Pengaruh Waktu Sferonisasi Terhadap Sifat Fisik Pelet yang Dibuat Menggunakan Metode

Ekstrusi-Sferonisasi (Paradipa, I P.B.M., Wijayanti, N P.A.D., Arisanti, C.I.S)

PENGARUH WAKTU SFERONISASI TERHADAP SIFAT FISIK PELET YANG DIBUAT MENGGUNAKAN METODE EKSTRUSI-SFERONISASI

Paradipa, I P.B.M.1, Wijayanti, N P.A.D.1, Arisanti, C.I.S.1 1Jurusan Farmasi Fakultas Matematika dan Ilmu Pengetahuan Alam Universitas Udayana

Korespondensi: Paradipa, I P.B.M.

Jurusan Farmasi Fakultas Matematika dan Ilmu Pengetahuan Alam Universitas Udayana Jalan Kampus Unud-Jimbaran, Jimbaran-Bali, Indonesia 80364 Telp/Fax: 0361-703837

Email: [email protected]

ABSTRAK

Amilum singkong pregelatin dapat digunakan sebagai eksipien pelet karena dapat bersifat sebagai bahan pengikat untuk menghasilkan pelet yang tidak mudah hancur, selain itu amilum singkong pregelatin dapat bersifat sebagai bahan penghancur yang bertujuan untuk melepaskan kandungan bahan obat di dalamnya. Pada tahap sferonisasi, kecepatan putaran sferoniser dan waktu sferonisasi berpengaruh terhadap kualitas pelet yang dihasilkan. Kecepatan sferonisasi yang digunakan adalah 400 rpm dengan lamanya waktu sferonisasi yang bervariasi antara 2 hingga 15 menit. Tujuan penelitian ini untuk mengetahui pengaruh waktu sferonisasi terhadap sifat fisik pelet yang dibuat menggunakan metode ekstrusi-sferonisasi.

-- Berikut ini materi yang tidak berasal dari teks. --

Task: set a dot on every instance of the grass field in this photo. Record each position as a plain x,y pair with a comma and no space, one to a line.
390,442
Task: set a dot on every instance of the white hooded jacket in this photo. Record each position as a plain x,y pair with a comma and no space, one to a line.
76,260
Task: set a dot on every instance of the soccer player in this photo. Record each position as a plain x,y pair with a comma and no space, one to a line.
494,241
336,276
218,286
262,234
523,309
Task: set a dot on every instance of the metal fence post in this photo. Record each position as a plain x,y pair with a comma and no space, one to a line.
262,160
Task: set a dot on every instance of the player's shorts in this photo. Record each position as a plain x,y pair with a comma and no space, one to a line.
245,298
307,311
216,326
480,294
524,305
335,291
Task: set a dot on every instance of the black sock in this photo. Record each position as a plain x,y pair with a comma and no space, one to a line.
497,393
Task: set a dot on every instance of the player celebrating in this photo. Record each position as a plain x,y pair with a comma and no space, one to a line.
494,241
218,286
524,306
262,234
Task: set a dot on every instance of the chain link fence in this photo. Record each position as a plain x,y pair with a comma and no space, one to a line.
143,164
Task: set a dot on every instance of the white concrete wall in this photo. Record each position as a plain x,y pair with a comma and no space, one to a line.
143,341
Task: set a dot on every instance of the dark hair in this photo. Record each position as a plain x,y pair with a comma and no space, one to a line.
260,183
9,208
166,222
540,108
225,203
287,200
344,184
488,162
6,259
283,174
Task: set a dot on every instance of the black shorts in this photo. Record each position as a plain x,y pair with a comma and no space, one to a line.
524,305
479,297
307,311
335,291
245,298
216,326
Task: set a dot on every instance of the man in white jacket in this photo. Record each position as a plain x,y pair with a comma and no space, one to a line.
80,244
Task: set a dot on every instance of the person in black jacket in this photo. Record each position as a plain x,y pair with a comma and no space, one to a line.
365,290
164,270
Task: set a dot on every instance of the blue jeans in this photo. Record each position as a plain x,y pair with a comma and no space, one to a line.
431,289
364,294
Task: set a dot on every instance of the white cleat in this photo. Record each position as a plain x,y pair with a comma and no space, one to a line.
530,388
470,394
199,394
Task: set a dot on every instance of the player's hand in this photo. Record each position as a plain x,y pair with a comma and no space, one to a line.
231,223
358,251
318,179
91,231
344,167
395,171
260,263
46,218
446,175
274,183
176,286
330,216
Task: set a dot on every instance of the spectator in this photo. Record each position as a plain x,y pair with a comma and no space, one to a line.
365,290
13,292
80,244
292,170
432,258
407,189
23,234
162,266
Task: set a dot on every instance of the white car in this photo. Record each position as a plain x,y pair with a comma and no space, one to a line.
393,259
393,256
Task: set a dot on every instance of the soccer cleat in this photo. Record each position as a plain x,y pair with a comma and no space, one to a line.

Massa plastis dihasilkan dari perbandingan bahan amilum singkong pregelatin : parasetamol : air (15 : 1 : 10). Semua bahan kemudian diekstrusi, ekstrudat yang terbentuk dikeringkan dalam oven 50ºC selama 20 menit lalu disferonisasi menggunakan kecepatan 400 rpm dengan variasi waktu 5, 10, dan 15 menit. Pelet dikeringkan dalam oven 50ºC selama 30 menit. Evaluasi pelet meliputi perhitungan rendemen pelet, ukuran pelet, bentuk pelet, kelembaban pelet, sifat alir pelet, kompresibilitas pelet, dan kerapuhan pelet.

Variasi waktu sferonisasi menunjukkan perbedaan yang signifikan terhadap rendemen dan ukuran pelet (p < 0,05). Semakin lama waktu sferonisasi, rendemen pelet yang dihasilkan semakin sedikit dan ukuran pelet akan semakin besar. Pelet yang dihasilkan dari masing-masing waktu sferonisasi hanya memenuhi kriteria pada penentuan ukuran dan pengujian kompresibilitas pelet, sedangkan pada pengujian sifat fisik lainnya masih belum memenuhi kriteria sifat fisik pada pustaka.

Kata Kunci: Pelet; amilum singkong pregelatin; waktu sferonisasi

  • 1.    PENDAHULUAN

Pelet memiliki beberapa keuntungan farmakologis diantaranya dapat terdispersi bebas dalam saluran pencernaan, memaksimalkan penyerapan obat, mengurangi fluktuasi puncak plasma dan meminimalkan potensi efek samping tanpa menurunkan ketersediaan hayati (Sinha et al., 2005).

Sifat fisik pelet ditentukan oleh formula yang digunakan dan teknik pembuatan. Salah satu eksipien yang dapat digunakan adalah amilum termodifikasi. Amilum pregelatin dapat digunakan sebagai eksipien pelet karena amilum pregelatin dapat bersifat sebagai bahan pengikat maupun penghancur (Sari, 2011).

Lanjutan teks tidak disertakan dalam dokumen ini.